総務省の「新しい地方財政再生制度研究会」(座長・宮脇淳北大教授)は17日、地方自治体が財政破たんした場合、いわゆる「借金の棒引き」にあたる債務減免などの債務調整を導入するかどうかについて、

  1. 現行の地方行財政制度の下では導入しない
  2. 地方行財政制度が将来、抜本的に改革された場合の導入の是非は、判断を見送る

ことで一致した。
今月末にもまとめる報告に盛り込む。宮脇氏が同日の会合終了後、記者会見で明らかにした。

政府が早ければ来年の通常国会に提出する、自治体の「再生型破たん法制」に関する法案では、債務調整の導入は見送られる。
研究会は、債務調整について、9月の中間整理で、地方行財政制度の抜本改革を前提とした検討課題との見解を示したことを踏まえ、検討を進めてきた。

コメント

  1. 夕張破綻?日本中がトンチンカン

    財政破綻した夕張市の住民説明会では、住民が市長に噛み付いていた。

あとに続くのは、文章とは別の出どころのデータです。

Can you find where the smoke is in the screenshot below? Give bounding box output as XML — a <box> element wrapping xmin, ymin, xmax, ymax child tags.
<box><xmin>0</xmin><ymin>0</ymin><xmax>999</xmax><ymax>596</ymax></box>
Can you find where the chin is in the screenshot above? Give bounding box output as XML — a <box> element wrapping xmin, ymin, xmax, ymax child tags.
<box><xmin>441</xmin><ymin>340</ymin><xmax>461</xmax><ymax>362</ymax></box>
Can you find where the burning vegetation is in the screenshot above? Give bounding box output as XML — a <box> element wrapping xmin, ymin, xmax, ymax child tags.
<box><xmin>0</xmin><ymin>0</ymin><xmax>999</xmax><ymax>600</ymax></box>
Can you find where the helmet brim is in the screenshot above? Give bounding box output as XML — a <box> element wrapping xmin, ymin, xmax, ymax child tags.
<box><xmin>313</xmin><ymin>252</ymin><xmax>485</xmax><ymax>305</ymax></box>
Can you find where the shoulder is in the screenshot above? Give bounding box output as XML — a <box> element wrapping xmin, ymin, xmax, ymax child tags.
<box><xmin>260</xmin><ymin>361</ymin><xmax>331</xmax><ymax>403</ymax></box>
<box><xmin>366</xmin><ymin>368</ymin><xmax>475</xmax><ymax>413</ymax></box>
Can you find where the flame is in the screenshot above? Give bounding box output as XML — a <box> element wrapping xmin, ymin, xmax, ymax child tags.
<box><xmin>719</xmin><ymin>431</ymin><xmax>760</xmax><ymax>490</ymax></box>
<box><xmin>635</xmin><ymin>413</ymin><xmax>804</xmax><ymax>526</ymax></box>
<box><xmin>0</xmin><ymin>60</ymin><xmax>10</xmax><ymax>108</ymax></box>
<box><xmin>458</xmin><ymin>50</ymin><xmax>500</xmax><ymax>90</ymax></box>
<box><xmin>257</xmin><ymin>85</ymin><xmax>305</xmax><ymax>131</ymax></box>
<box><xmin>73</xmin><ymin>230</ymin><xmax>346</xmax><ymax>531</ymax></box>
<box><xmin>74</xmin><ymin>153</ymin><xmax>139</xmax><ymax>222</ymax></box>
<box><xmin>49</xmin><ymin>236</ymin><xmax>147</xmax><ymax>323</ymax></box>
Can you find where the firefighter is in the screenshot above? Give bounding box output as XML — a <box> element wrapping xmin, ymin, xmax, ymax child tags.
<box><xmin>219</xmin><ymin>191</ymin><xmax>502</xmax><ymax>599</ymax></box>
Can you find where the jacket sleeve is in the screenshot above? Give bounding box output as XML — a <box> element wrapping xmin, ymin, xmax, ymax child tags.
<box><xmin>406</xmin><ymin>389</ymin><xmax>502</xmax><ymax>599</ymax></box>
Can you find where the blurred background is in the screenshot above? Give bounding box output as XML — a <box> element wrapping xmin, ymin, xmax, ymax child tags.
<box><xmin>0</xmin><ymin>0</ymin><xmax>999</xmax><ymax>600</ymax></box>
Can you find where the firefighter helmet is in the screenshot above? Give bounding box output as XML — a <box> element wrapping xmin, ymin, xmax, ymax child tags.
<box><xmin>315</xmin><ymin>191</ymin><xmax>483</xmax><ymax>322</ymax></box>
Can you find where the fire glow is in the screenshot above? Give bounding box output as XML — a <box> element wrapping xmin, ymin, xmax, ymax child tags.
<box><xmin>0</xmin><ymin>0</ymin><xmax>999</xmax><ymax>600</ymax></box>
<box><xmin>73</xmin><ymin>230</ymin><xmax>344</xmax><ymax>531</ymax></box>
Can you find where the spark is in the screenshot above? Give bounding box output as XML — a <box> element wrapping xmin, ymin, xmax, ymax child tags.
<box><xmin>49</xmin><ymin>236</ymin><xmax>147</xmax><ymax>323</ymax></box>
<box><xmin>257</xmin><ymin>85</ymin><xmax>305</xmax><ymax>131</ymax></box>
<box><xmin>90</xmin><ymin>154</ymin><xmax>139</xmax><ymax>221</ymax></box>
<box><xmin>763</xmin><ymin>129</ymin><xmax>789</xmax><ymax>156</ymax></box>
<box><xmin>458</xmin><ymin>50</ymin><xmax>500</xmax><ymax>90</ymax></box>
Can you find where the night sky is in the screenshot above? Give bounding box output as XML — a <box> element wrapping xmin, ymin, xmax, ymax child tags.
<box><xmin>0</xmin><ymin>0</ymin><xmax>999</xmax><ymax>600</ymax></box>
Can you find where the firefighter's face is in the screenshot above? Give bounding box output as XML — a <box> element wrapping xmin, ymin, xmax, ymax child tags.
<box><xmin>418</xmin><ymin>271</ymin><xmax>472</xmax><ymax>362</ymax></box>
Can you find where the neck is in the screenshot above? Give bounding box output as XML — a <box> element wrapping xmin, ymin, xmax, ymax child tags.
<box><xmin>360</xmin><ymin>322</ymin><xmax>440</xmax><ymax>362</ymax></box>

しまいには、こ

  2. kubokawa より:

    いやー、全くそのとおりですね。
    ことの本質を日本国民全員、考えてもらいたいと思います。
    私はいつも考えています。

  3. カルロス より:

    >ことの本質を日本国民全員、考えてもらいたいと思います。
    その通りだと思います。
    あまりにくだらない上げ足取りや瑣末なことに対する批判が多すぎるような気がしますね。
    郵政造反組復党なんて言っているの見ると、いかに国民がバカにされているというのがわかります。
    そういうことに怒って欲しいものです。

  4. ベンダソン より:

    カルロス様、拙ブログへのコメントありがとうございます。
    「日本のマスコミがアンタッチャブルな理由」
    http://www.carlos.or.tv/essay-j/j-essayfront.html
    読ませていただきました。
    イヤハヤ、大変な力作ですね、敬服いたします。
    最初貴ブログを見たとき、ヘンテコリンな(失礼!)仮面ライダーみたいなお面をかぶった写真があったので、アブナイ人?なんて思ってしまいましたが、なかなかどうして、お見逸れしました。
    この国のマスコミは末期的状況にあり、国民を騙しつづけていることは、内部事情を知らなくても、論理的に分析すれば辻褄が合わないことが多すぎて直ぐに知れます。
    ブロガーの連携によって、これを崩していくしかないと思っていますので、是非とも、連携を図りたいものです。
    これからもよろしくお願いいたします。

  5. 危ない!

    今に始まったことではないが、このニッポン、いろいろオカシな事があって、でもそれら

  6. カルロス より:

    ベンダソンさん、ようこそ拙ブログへ
    >この国のマスコミは末期的状況にあり、国民を騙しつづけていることは、内部事情を知らなくても、論理的に分析すれば辻褄が合わないことが多すぎて直ぐに知れます。
    残念ながらその状況を知っているのは国民の少数派なんですよね。
    多くは知らない(特にITと縁のない層)し、知ろうともしないというのが現実と思います。
    これは実はレーガン以降のアメリカも同じ状況と聞いてます。
    似たもの同士ですね。

  7. かじ より:

    こんにちは
    久しぶりに、こちらのブログに来ました。
    日本の株はほとんど持っていませんので、日本の株価がどうかは、全体の日経しか見ていません。
    私も2006年のあと1月からの、ポートフォリオをチェックしていますが、今年も昨年と同じかそれ以上のパフォーマンスが出せそうです。
    日本は景気拡大で税収が増えたと報道されていますが、増収分って消費税2%分くらいでしょうかね、どうせ、役人はまともなことに使わないでしょね。
    日本が破産しても悠々自適に暮らせるように、お互いがんばりましょう。

  8. カルロス より:

    かじさん、こんにちは
    そうですね。景気回復と言われても一部の人以外は実感がないでしょうね。これで後退局面になったらどうなるんだろうと思います。